Donors who provide embryos for this purpose go through a consent process that covers how the cells will be used. Some donors have described their decision as a way to give purpose to embryos they would otherwise discard, and researchers have documented these perspectives to better understand the ethics of the donation process.

Stem Cell Banks and Registries

Most scientists working with embryonic stem cells do not derive their own lines. Instead, they obtain established lines from centralized repositories. The NIH historically maintained a Human Embryonic Stem Cell Registry listing lines approved for use in federally funded research. However, as of early 2025 the NIH paused review and approval of new lines for the registry. Previously approved lines can still be used in NIH-funded studies, but no new additions are being processed.

Outside the United States, stem cell banks in the UK, South Korea, Japan, and other countries distribute established lines to qualified researchers. These banks verify the quality and genetic identity of each line, ensuring consistency across experiments worldwide.

How They Differ From Other Stem Cells

Embryonic stem cells are not the only stem cells in the body, but they are the most versatile. Adult stem cells exist in bone marrow, fat tissue, blood, and other organs, yet they are generally limited to producing the cell types found in their home tissue. A blood stem cell, for instance, can make red and white blood cells but cannot become a brain cell under normal conditions.
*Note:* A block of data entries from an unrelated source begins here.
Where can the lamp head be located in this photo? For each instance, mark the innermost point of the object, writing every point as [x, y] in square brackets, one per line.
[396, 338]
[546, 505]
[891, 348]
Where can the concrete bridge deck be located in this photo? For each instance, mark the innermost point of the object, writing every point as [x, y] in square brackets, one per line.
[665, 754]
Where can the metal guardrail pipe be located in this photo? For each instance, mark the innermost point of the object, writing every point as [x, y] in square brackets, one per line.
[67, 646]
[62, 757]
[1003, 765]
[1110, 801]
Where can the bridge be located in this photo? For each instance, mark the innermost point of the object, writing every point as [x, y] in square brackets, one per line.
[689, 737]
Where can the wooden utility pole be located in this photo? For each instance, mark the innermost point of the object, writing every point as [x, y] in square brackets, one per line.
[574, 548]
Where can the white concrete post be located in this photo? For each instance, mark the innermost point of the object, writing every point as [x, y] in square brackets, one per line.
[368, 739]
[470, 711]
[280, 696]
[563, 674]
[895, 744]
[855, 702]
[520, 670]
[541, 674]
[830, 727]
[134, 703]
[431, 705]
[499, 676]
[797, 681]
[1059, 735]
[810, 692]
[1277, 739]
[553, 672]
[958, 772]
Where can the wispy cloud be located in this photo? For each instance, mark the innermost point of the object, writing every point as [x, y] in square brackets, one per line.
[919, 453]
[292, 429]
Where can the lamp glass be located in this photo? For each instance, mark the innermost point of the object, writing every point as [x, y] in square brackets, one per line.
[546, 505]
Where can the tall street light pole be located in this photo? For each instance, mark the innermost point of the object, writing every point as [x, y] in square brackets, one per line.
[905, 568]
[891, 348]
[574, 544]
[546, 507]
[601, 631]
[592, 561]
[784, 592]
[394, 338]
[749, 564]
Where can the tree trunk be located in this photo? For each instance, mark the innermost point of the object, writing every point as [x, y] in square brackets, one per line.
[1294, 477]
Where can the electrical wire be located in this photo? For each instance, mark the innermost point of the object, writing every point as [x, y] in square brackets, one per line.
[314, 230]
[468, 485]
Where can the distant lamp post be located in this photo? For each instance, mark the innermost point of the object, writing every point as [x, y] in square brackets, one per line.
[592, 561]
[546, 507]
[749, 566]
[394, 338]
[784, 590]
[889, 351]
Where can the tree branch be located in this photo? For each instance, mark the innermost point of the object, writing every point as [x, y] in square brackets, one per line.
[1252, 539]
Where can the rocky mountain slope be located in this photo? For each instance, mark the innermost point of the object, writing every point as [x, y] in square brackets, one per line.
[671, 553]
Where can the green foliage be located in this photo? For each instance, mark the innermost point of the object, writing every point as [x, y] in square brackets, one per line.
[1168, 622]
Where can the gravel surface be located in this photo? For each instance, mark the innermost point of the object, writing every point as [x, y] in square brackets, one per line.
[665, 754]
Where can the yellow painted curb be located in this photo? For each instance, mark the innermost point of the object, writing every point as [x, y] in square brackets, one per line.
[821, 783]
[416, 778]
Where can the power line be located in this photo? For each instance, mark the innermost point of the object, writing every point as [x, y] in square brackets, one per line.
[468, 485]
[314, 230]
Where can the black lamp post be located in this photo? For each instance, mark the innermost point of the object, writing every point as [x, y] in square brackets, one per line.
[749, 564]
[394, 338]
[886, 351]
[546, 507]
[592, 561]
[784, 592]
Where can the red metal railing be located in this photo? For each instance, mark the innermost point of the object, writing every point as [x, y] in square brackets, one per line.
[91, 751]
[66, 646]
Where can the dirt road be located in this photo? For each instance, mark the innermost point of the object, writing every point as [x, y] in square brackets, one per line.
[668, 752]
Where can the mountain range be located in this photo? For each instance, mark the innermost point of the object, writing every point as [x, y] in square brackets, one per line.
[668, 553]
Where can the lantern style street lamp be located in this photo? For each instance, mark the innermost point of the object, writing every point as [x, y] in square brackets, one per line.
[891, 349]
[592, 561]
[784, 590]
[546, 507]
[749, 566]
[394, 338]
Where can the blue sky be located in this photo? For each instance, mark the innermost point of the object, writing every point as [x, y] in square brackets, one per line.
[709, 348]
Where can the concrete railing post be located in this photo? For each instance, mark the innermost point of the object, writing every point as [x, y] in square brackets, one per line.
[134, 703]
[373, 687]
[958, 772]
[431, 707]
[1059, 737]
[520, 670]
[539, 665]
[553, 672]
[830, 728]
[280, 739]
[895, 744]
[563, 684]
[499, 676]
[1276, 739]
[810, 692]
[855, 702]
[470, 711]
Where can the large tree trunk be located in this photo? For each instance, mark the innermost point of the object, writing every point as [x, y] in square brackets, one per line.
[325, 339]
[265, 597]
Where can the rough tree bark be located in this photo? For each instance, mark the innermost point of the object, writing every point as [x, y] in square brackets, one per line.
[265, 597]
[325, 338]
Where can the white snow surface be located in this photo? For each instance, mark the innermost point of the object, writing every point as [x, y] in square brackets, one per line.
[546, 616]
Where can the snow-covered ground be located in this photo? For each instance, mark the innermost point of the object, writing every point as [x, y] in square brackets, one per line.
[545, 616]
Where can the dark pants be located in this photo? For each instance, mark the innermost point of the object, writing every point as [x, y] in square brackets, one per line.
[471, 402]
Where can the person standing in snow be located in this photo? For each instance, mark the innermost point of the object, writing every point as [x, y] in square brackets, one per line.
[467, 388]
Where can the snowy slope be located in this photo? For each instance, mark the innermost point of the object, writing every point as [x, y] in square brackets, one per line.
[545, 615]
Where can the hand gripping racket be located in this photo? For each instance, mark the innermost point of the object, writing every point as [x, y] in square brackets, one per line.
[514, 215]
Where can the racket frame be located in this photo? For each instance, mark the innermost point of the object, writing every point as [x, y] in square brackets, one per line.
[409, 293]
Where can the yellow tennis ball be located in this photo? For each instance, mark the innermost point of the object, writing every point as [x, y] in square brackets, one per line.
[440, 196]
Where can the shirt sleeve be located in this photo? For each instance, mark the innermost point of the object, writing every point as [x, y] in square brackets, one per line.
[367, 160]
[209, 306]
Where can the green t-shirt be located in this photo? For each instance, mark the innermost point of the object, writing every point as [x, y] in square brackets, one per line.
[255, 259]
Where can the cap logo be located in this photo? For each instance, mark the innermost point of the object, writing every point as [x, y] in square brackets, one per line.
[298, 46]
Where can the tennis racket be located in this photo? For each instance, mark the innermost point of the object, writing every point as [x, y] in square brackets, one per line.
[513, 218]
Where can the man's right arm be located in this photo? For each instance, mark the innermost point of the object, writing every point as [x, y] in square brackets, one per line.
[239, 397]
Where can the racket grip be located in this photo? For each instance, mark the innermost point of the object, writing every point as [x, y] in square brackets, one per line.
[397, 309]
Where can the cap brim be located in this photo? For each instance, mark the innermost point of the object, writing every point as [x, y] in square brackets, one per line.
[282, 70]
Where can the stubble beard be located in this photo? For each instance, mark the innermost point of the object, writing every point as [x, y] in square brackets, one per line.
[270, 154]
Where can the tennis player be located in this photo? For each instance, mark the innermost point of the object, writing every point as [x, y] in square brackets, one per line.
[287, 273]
Fetal stem cells, found in developing fetuses later in pregnancy, fall somewhere in between. They retain broader potential than adult stem cells but are already more specialized than embryonic ones. The key distinction is timing: embryonic stem cells are isolated from a days-old blastocyst before any organs or tissues have begun to form, which is why their range of possibilities is so wide.

There is also a lab-made alternative called induced pluripotent stem cells (iPSCs). Scientists can reprogram ordinary adult cells, such as skin or blood cells, back into a pluripotent state that closely mimics embryonic stem cells. iPSCs have become widely used in research, though subtle differences between the two types remain an active area of investigation.

Where Embryonic Stem Cells Are Being Used

The main areas of active clinical testing involve eye diseases, nervous system conditions, and cancer. The first embryonic stem cell product ever cleared for a clinical trial in the United States targeted spinal cord injury. Geron Corporation developed a treatment based on nerve-supporting cells derived from embryonic stem cells, and a phase I trial launched in 2010.

Eye diseases have become the most common target. At least 21 products aimed at conditions like dry age-related macular degeneration and Stargardt macular dystrophy have entered clinical trials. In these procedures, researchers grow retinal pigment cells from embryonic stem cells and transplant them into the back of the eye. Some patients in early trials gained measurable improvements in vision, with one Korean study reporting gains of up to 19 letters on an eye chart at the one-year mark. The eye was an appealing starting point because it requires a relatively small number of transplanted cells and is partially shielded from immune rejection.

Beyond direct therapies, embryonic stem cells serve as a foundational research tool. Scientists use them to model diseases in a dish, study the earliest stages of human development, and screen potential drugs before testing them in people. Disease-specific lines derived from embryos identified through preimplantation genetic testing offer a window into conditions like cystic fibrosis or Huntington’s disease at the cellular level, long before symptoms would appear in a person.